Le projet COVICIM/COVIRE pour l’accès à la justice et le droit à la retraite d’ancienneté des victimes civiles et des personnels des forces armées et de sécurité du Passif humanitaire financé par le projet Etat de droit de l’Union européenne en partenariat avec le Ministère de la justice autour des différents partenaires impliqués pour le traitement du dossier du passif humanitaire a clôturé le séminaire sur le plaidoyer le dimanche 21 janvier 2018, après 4 jours d’apprentissage participatif aux bénéfices des organisations de victimes du Passif humanitaire, dans les locaux de son siège à la Sebkha.

Dans son mot de clôture, les participants ont tous salué la tenue de ce séminaire qui rentre dans le cadre de leur renforcement de capacité  dans les techniques du plaidoyer pour mieux  asseoir  un suivi amélioré  des violations des droits humains.

Le formateur, monsieur Malal Samba Guissé consultant en développement communautaire, dans le cadre d’une approche participative a, avec brio, réussi le pari sur le renforcement  des capacités en plaidoyer  des organisations de la société civile  des victimes du passif humanitaire ayant  contribuer à l’analyse de cette situation centrée sur le volet communication sur la base des normes standards internationaux, à  l’élaboration d’un plan d’actions et la fixation des axes d’un chronogramme prenant en compte les acquis obtenus par les victimes et les doléances non encore réalisées du passif humanitaire.

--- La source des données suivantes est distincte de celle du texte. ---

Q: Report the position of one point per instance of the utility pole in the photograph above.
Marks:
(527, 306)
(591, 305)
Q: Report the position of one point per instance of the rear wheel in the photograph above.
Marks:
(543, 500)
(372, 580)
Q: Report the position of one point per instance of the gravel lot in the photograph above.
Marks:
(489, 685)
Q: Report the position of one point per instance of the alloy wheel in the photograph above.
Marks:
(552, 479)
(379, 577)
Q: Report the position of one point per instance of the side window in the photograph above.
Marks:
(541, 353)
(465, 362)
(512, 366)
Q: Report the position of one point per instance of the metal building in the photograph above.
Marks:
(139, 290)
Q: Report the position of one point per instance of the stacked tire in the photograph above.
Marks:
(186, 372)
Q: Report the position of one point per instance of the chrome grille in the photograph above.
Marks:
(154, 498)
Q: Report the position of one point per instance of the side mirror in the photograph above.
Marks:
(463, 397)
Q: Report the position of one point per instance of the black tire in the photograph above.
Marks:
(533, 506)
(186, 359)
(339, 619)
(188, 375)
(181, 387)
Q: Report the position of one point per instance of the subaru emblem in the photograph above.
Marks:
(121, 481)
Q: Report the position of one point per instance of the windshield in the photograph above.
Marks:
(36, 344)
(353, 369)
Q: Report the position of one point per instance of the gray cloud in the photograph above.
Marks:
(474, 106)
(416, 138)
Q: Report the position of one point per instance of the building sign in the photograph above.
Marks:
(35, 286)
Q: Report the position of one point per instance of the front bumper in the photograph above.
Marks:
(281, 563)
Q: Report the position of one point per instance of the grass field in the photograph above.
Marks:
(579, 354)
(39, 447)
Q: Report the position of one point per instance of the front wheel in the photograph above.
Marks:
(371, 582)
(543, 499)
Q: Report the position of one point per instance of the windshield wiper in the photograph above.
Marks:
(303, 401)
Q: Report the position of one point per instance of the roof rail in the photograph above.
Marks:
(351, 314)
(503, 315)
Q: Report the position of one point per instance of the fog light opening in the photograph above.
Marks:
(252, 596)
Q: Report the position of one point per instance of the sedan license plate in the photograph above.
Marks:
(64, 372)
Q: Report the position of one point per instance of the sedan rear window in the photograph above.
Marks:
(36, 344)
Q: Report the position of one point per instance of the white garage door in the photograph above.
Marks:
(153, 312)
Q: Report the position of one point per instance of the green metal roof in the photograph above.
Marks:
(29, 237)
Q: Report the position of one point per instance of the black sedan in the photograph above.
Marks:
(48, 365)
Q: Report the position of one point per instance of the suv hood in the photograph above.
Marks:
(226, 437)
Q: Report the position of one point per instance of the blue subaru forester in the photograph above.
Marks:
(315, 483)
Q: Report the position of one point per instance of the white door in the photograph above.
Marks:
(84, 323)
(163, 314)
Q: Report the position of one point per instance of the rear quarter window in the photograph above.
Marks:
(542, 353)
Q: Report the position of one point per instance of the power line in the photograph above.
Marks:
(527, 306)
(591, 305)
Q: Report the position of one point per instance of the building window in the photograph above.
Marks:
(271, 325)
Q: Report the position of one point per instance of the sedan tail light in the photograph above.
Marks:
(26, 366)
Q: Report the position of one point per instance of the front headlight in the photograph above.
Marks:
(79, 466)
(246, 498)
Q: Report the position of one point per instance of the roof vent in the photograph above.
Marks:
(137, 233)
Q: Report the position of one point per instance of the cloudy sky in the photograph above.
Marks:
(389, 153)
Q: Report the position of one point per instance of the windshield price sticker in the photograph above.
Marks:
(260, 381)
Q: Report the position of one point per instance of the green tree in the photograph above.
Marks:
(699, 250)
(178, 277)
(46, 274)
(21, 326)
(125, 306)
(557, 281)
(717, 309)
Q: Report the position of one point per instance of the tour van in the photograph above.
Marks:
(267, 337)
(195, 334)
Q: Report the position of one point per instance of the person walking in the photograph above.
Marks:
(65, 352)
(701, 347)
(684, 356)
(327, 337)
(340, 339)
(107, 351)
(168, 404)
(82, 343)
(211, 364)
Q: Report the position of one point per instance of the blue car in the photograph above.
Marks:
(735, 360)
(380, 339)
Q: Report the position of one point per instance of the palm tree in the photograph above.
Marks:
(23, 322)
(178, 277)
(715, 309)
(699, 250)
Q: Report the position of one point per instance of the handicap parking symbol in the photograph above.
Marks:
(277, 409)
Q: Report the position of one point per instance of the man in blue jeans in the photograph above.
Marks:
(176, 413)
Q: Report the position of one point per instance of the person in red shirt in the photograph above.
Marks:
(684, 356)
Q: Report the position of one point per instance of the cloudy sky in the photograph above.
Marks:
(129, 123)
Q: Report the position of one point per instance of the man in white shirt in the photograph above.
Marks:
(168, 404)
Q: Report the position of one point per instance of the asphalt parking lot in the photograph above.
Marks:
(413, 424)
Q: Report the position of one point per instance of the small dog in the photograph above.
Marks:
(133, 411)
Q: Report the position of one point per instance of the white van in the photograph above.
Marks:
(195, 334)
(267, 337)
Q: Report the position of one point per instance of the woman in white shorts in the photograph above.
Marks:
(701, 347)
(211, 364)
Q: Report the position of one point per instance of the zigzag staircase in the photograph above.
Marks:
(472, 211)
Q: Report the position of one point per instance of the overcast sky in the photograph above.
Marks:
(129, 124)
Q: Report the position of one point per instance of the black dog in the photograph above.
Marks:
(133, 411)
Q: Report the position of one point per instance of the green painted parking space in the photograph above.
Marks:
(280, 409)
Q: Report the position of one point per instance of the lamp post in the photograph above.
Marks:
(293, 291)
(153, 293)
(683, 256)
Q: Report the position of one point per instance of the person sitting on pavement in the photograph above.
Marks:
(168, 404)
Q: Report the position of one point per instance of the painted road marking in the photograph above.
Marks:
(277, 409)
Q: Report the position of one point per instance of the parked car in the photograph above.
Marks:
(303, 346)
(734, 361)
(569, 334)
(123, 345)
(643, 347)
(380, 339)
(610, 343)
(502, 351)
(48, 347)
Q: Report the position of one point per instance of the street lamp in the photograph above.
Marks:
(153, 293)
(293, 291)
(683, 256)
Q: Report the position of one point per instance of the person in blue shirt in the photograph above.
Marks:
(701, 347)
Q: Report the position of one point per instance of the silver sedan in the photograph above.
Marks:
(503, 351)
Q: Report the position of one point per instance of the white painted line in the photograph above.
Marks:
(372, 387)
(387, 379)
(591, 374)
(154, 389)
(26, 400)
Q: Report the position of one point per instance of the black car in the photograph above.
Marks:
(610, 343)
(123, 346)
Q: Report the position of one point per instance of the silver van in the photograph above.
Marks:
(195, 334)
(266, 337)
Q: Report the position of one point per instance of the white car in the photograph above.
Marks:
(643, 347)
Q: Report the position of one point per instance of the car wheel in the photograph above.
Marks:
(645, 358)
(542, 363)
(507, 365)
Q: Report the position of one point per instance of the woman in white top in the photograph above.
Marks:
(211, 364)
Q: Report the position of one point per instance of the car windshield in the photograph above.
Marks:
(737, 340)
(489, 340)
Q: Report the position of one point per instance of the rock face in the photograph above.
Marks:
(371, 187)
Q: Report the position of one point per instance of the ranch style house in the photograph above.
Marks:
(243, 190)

Monsieur Malal a eu droit à des félicitations nourries, tant et si bien que le formateur est revenu largement sur le volet communication dans ses différents aspects relatifs aux composantes, au schéma, à la règle des 4C, aux techniques de communication et à ses caractéristiques, aux sources de disfonctionnement, aux conditions d’efficacité de la communication, à celle verbale et non verbale, aux outils permettant de mieux assoir les dimensions de la communication avant de terminer par la pratique de l’écoute active.

Les participants à ce séminaire n’ont pas manqué aussi de rendre un vibrant hommage, à monsieur Mamadou Kane, président de la COVIRE, pour son abnégation et son engagement sans faille à relever tous les défis inhérents à la lancinante problématique du Passif Humanitaire. C’est en ce sens que Kane Saidou, assistant, dira que Kane Mamadou est la cheville ouvrière de cette organisation et qu’il est certain que dans les jours ou semaines à venir d’autres programmes seront déroulés pour le bénéfice des ayants droits.

Le consultant, Monsieur Malal Samba Guissé a  magnifié le travail de qualité que les participants ont fourni, en terme d’échanges, devant permettre de mieux aborder la question du passif avec les partenaires techniques et financiers et un meilleur plaidoyer avec les institutions chargées des droits humains.